A review by deehaichess
The Bone Key: The Necromantic Mysteries of Kyle Murchison Booth by Sarah Monette

3.0

Disappointingly, this was not an effortless read for me. I think I expected it to be this brilliant experience, and instead it was just ok. I liked it more at the end than I was liking it half way through, but unfortunately it ended just when it seemed to be getting good!

As the author explains in the extensive and confusing forward notes that I didn't actually read, The Bone Key is a collection of short stories. I'm used to such books being about different people, all with a similar theme tying the stories together, and I'm not sure what was gained by writing about the same character, the retiring, social pariah Mr. Booth. He only seemed to be starting to grow in the second to last and last stories, and the lack of character maturation in the preceding stories was possibly part of why I had to encourage myself through to the end of this anthology. I found his painfully shy personality novel at first but even across a dozen short stories it got a little old fairly quickly.

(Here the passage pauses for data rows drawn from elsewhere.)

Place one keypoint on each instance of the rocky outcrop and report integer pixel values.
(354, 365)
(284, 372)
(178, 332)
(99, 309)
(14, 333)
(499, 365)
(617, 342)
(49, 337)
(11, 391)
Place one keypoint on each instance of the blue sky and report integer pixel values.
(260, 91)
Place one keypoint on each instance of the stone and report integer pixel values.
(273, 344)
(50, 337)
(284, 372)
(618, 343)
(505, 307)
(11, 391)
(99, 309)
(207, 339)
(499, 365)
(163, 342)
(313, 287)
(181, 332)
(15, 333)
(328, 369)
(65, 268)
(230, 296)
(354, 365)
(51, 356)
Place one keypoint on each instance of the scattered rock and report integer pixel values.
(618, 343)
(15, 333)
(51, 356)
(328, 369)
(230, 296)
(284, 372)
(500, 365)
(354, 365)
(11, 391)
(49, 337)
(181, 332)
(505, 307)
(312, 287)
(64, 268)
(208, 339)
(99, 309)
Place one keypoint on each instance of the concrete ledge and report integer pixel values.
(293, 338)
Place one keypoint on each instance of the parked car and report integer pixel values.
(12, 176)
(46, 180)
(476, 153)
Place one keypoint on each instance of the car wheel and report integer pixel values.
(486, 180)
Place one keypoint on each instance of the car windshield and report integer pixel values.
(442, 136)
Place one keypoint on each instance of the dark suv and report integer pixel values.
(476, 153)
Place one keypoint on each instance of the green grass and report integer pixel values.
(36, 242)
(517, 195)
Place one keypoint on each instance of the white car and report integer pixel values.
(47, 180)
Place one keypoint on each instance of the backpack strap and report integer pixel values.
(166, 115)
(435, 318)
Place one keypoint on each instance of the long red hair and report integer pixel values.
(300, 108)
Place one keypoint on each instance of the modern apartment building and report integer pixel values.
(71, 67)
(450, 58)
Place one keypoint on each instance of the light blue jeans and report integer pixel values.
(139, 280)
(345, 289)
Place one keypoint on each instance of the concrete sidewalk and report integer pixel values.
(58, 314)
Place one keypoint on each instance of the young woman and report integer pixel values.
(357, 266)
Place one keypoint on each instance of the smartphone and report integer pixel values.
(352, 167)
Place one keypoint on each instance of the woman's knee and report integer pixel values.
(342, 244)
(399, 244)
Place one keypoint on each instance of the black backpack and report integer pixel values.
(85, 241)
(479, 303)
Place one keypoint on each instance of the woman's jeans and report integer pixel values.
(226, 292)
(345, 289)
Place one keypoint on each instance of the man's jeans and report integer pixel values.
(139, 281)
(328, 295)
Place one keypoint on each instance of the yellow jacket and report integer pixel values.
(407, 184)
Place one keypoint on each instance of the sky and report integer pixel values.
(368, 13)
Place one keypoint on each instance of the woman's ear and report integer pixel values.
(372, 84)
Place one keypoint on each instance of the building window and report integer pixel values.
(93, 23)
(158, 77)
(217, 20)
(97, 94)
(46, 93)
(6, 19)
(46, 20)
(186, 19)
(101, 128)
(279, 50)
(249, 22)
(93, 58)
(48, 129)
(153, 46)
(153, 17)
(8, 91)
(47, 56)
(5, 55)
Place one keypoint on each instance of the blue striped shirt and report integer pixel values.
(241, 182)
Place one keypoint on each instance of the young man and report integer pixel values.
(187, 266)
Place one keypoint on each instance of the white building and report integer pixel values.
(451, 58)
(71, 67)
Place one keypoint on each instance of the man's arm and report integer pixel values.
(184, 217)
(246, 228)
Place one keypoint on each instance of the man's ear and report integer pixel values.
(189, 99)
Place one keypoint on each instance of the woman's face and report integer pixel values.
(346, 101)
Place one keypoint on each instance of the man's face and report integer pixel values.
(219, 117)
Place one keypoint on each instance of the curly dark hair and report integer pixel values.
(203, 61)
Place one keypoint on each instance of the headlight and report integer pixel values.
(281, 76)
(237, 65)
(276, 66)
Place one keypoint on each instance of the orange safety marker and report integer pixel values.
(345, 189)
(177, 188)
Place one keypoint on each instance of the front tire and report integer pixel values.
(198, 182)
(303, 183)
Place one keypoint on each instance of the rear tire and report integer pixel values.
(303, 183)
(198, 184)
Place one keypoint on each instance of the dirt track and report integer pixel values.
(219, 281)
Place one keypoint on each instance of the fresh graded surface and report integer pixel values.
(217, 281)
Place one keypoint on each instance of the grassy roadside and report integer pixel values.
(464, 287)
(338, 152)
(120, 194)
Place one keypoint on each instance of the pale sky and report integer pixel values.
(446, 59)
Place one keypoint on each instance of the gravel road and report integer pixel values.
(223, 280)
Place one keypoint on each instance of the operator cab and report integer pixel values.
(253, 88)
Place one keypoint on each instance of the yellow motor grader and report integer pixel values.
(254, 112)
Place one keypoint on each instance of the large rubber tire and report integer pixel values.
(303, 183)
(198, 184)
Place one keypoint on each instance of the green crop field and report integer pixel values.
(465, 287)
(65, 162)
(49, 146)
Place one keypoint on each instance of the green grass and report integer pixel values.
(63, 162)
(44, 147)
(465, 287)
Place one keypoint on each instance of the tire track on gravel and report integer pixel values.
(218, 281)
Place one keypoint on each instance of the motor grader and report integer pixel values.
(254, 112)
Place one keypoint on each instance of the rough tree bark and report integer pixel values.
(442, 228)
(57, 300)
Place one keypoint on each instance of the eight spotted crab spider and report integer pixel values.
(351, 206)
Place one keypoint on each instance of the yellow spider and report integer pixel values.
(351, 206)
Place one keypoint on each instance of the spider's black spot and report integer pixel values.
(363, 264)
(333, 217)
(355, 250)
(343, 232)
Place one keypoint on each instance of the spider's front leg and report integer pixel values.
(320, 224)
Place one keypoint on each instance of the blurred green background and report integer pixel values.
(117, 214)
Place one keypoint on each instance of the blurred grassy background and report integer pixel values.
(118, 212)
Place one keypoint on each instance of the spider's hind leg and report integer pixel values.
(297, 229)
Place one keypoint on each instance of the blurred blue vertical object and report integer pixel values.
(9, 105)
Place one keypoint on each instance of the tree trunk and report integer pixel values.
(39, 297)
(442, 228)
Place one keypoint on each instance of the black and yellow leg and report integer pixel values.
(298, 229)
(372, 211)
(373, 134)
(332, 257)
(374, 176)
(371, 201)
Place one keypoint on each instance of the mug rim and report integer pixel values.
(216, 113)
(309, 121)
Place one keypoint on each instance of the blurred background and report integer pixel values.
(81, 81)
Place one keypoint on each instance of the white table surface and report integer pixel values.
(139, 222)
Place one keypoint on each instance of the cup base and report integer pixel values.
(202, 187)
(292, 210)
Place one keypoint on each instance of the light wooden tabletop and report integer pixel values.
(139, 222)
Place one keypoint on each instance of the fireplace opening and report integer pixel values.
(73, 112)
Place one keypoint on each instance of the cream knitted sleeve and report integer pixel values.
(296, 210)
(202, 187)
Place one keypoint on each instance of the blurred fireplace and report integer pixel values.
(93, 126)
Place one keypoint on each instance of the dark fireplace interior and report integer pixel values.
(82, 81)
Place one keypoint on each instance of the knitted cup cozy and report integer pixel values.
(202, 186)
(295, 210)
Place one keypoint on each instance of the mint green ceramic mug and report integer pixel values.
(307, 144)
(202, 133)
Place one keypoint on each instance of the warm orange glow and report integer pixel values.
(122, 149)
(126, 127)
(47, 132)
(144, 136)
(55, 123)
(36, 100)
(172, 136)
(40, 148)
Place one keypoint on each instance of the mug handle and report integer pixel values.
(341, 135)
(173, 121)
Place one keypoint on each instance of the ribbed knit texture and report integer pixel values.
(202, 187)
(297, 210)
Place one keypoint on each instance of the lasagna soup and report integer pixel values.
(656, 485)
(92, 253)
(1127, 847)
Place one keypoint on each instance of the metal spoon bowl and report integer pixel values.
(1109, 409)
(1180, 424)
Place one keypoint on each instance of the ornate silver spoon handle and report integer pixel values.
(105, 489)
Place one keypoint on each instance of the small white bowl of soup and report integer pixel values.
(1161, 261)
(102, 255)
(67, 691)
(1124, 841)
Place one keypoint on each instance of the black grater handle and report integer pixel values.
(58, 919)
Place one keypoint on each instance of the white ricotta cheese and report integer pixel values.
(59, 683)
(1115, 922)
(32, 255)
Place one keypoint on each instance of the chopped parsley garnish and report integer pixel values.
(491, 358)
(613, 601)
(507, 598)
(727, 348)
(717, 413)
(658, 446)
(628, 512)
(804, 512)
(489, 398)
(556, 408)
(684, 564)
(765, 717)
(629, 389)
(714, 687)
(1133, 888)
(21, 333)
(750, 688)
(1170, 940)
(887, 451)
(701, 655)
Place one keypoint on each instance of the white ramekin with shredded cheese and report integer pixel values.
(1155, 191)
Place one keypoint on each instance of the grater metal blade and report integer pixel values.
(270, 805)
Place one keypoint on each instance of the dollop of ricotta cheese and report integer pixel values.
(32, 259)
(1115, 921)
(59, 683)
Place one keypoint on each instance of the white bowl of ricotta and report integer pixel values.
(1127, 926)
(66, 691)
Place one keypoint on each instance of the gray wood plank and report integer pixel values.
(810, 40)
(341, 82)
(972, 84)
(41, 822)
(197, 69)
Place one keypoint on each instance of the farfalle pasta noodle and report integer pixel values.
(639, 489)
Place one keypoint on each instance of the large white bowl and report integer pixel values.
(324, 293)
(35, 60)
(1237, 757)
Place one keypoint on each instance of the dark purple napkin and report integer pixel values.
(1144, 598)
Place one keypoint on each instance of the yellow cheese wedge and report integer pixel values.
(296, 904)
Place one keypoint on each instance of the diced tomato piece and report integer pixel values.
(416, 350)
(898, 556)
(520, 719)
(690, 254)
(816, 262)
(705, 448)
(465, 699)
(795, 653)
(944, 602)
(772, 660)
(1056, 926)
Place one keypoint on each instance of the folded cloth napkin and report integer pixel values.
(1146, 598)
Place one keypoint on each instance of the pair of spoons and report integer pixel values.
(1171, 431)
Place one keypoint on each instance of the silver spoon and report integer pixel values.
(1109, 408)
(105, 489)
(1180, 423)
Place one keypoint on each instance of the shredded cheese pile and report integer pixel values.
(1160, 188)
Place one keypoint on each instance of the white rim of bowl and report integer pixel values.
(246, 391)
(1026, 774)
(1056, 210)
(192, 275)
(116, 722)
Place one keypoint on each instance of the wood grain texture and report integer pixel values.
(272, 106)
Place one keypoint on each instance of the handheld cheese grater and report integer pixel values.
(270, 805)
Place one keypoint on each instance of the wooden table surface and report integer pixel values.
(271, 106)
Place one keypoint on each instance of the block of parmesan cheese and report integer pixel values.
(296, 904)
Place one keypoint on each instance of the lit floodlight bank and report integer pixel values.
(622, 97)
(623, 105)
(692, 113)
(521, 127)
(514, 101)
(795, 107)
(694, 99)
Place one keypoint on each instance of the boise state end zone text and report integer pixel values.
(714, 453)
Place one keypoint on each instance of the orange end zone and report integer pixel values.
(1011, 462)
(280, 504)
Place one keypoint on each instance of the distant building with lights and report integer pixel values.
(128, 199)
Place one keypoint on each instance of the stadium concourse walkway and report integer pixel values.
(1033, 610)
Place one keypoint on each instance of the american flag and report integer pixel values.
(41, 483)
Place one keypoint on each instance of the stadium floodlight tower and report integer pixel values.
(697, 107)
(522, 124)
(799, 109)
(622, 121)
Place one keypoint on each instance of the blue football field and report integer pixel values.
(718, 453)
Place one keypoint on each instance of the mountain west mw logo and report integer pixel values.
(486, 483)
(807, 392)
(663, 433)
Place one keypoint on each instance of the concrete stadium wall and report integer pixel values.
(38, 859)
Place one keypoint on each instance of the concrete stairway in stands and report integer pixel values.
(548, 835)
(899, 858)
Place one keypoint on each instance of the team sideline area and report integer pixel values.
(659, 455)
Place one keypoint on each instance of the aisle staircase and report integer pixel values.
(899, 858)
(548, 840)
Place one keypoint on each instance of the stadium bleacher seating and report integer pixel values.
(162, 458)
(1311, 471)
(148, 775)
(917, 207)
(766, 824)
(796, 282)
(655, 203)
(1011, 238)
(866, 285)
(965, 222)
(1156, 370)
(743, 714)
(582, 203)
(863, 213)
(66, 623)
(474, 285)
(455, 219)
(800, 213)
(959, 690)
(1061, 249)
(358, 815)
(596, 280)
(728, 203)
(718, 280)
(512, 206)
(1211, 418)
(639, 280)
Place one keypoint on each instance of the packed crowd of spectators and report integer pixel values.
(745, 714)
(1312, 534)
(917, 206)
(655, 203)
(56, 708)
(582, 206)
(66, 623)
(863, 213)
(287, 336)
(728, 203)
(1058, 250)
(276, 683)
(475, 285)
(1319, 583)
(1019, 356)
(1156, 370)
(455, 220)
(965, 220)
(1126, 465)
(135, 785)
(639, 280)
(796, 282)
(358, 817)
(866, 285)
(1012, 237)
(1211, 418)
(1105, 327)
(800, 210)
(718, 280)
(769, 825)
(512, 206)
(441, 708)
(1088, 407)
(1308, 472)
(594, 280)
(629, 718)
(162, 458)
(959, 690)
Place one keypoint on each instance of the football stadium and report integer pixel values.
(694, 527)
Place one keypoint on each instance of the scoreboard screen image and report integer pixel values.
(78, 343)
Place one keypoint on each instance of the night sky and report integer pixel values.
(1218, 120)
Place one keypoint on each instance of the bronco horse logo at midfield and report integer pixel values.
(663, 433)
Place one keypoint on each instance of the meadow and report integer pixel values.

Of course, if one of Monette's main aims was to evoke that particular style and sense of Gothic literature of Poe's ilk, she certainly hit bang on the mark. The supernatural elements are suitably atmospheric, and tinged with that sense of inevitable hair-raising doom that Poe's tales always had, but her writing was light and quick and erudite and her cast of peripheral characters were outstandingly drawn and often more interesting than the titular character himself. Possibly the point? I can't be sure, but certainly I recall Poe's narrators were never possessed of excessive personality either.

As an exercise in literary style, kudos to Monette. As something to entertain myself reading, it shouldn't have been as much of a chore to read as I seemed to find it. I think if she'd developed the character more over the course of the stories I probably would have been more engaged.